As is well-known it is not just the Tory Party who give special treatment to their donors, all the parties are at it. As if to remind us of that fact, the Guardian reports that senior members of the shadow cabinet have held a private meeting with a group of financial services companies to discuss the party’s banking policies just weeks after one of the companies donated £150,000 to the party.

The paper says that six senior Labour figures – including the leader, Keir Starmer, the shadow chancellor, Rachel Reeves, and the shadow business secretary, Jonathan Reynolds – attended the meeting in Edinburgh last December, according to an investigation by the website OpenDemocracy:

Companies in attendance included the investment managers Baillie Gifford and Aegon, as well as Bloomberg and NatWest. Bloomberg had just donated its largest sum in years through its trading subsidiary.

According to a now-deleted LinkedIn post by an employee of one of the companies at the meeting, Starmer and his ministerial team offered those in attendance an “exclusive dive” into the launch of its financial services policy.

The revelations have sparked concerns about the possibility the party is allowing its top donors to help shape policy in a way that could further their corporate interests.

Steve Goodrich, the head of research and investigations at Transparency International UK, said: “Parties should scrupulously avoid the perception that they’re offering privileged political access in return for cash. The next general election looks set to be the most expensive in modern times, so it’s crucial that politicians of all stripes avoid stumbling into quid pro quos in the rush for funds.”

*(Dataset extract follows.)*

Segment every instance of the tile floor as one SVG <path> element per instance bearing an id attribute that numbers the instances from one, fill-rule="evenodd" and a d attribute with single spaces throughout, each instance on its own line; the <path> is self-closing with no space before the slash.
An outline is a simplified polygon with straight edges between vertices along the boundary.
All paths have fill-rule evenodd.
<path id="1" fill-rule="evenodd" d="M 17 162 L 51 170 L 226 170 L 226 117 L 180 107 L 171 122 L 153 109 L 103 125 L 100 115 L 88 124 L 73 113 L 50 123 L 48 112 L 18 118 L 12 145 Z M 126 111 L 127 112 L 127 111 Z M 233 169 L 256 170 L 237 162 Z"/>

A Labour party spokesperson said: “It is standard practice for the Labour party to meet with the private sector.”

Bloomberg declined to comment.

Starmer and Reeves have made it a priority to win back support from the City of London in recent years. They have embarked on a series of meetings with business leaders described as the “prawn cocktail offensive 2.0”, in reference to similar efforts by Tony Blair in the 1990s.

As part of that, the party has overhauled its approach to the financial services sector, including appointing a panel of 10 advisers from the City and clarifying that it will not reimpose a cap on bankers’ bonuses.

In December, shadow ministers travelled to Edinburgh to present the new panel and to highlight their commitment to boosting the sector. Tulip Siddiq, the shadow City minister, told the Financial Times before the visit that her party had stopped “sneering at business”.

The OpenDemocracy investigation has found that during the visit, Siddiq and her colleagues attended a roundtable meeting convened by Bloomberg and the lobbying group Sovereign Strategy. Other senior Labour figures who attended included Anas Sarwar, the party’s leader in Scotland, and Daniel Johnson, the member of the Scottish parliament for Edinburgh Southern.

Electoral Commission records show that Bloomberg Trading Facility – the company’s platform for trading financial investment products – gave Labour £150,000 about a month before the meeting, the largest sum given by any Bloomberg company since the Brexit referendum in 2016. That single donation made Bloomberg one of the party’s top corporate donors for the whole year.

One of the lobbyists involved in setting up the meeting posted afterwards on LinkedIn that it had offered “a very thorough discussion on Labour’s vision and priorities for economic growth, outlook for the financial services industry and an exclusive dive into Labour’s launch of the financial services policy review”.

Labour later published a video from the event showing Starmer speaking while his shadow ministers looked on. The party did not say which companies attended the meeting, but the video shows Starmer telling them: “What you now see is a Labour party that is fundamentally different to the Labour party that fought the last general election. Unrecognisably different. And very obviously pro-business.”

The following month, Labour announced its new financial services plan, in which it promised to cut down 10,000 pages of regulations and ruled out a windfall tax on bank profits.

All of this is standard practice in politics nowadays but it is sad that it took a deleted Linkedin post to highlight the meeting. If we can't reform the way political parties finance themselves then we should at least expect some transparency.